Request: Provide a headless Linux build of Service Studio — or a dedicated CLI package — that supports the full set of headless commands (existing + proposed) on:
- Ubuntu 22.04 / 24.04 (standard GitHub Actions runners)
- Alpine Linux (Docker optimization)
- Debian-based containers



9. ss delete-unused-refs — Delete Unused References from a Module
Problem: Over time, modules accumulate references to producers that are no longer used — dead imports that slow down compilation, add maintenance overhead, and generate noise in -refresh / -u verification output. Service Studio can detect these via "Manage Dependencies," but there is no headless way to auto-clean them.

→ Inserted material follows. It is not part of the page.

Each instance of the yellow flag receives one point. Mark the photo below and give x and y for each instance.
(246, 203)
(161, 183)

10. ss create-solution — Create Solutions Programmatically
Problem: Solutions in OutSystems are the primary vehicle for managing and deploying groups of modules across environments via LifeTime. Creating and maintaining solutions is currently only possible through the Service Center UI. For teams managing complex multi-module deployments, the lack of a CLI solution creator is a significant DevOps gap.

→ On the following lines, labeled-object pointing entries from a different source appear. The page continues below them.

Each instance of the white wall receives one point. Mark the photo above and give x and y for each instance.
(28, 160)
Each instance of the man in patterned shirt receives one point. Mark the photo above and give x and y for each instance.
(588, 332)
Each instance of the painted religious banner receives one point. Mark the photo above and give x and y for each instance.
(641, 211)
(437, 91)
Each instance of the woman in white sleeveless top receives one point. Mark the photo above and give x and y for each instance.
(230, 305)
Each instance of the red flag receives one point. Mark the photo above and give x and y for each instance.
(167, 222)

Why This Matters: The AI Analysis Use Case
The combination of -listModules, -listElements, and the existing -d (diff) enables a use case that is currently impossible: AI-powered static analysis of OutSystems codebases without a running GUI.
Current Gap: To analyze an OutSystems application with AI today, a developer must:
- Manually open each module in Service Studio
- Navigate through hundreds of screens, actions, and flows
- Copy/paste relevant information into an AI tool

The AI agent can then generate a report like:
"Action IsElegivelAntecipacaoDZero (key: 11ea244a-...) accesses the server on every screen load. Consider moving this to an Aggregate with proper caching. → [Open in Service Studio](servicestudio://-downloadAndOpen -eSpaceKey 6acebf97-... -elementKey 11ea244a-... -url bin.dev.myenvironment.com)"
This is only possible if -listElements exposes SS_Keys in its output.
Summary
We are requesting 10 new headless CLI commands for Service Studio, with Linux support as the foundational requirement for CI/CD automation. The existing headless CLI (-d, -refresh, -u, -exportSettings, etc.) proves the architecture is ready. These new commands extend that foundation to cover the full development lifecycle — from introspection and dependency management, to publishing, solution creation, and AI-powered analysis.
The OutSystems platform is already exceptionally powerful. These commands make that power accessible to modern DevOps and AI tooling workflows, without changing a single line of platform behavior.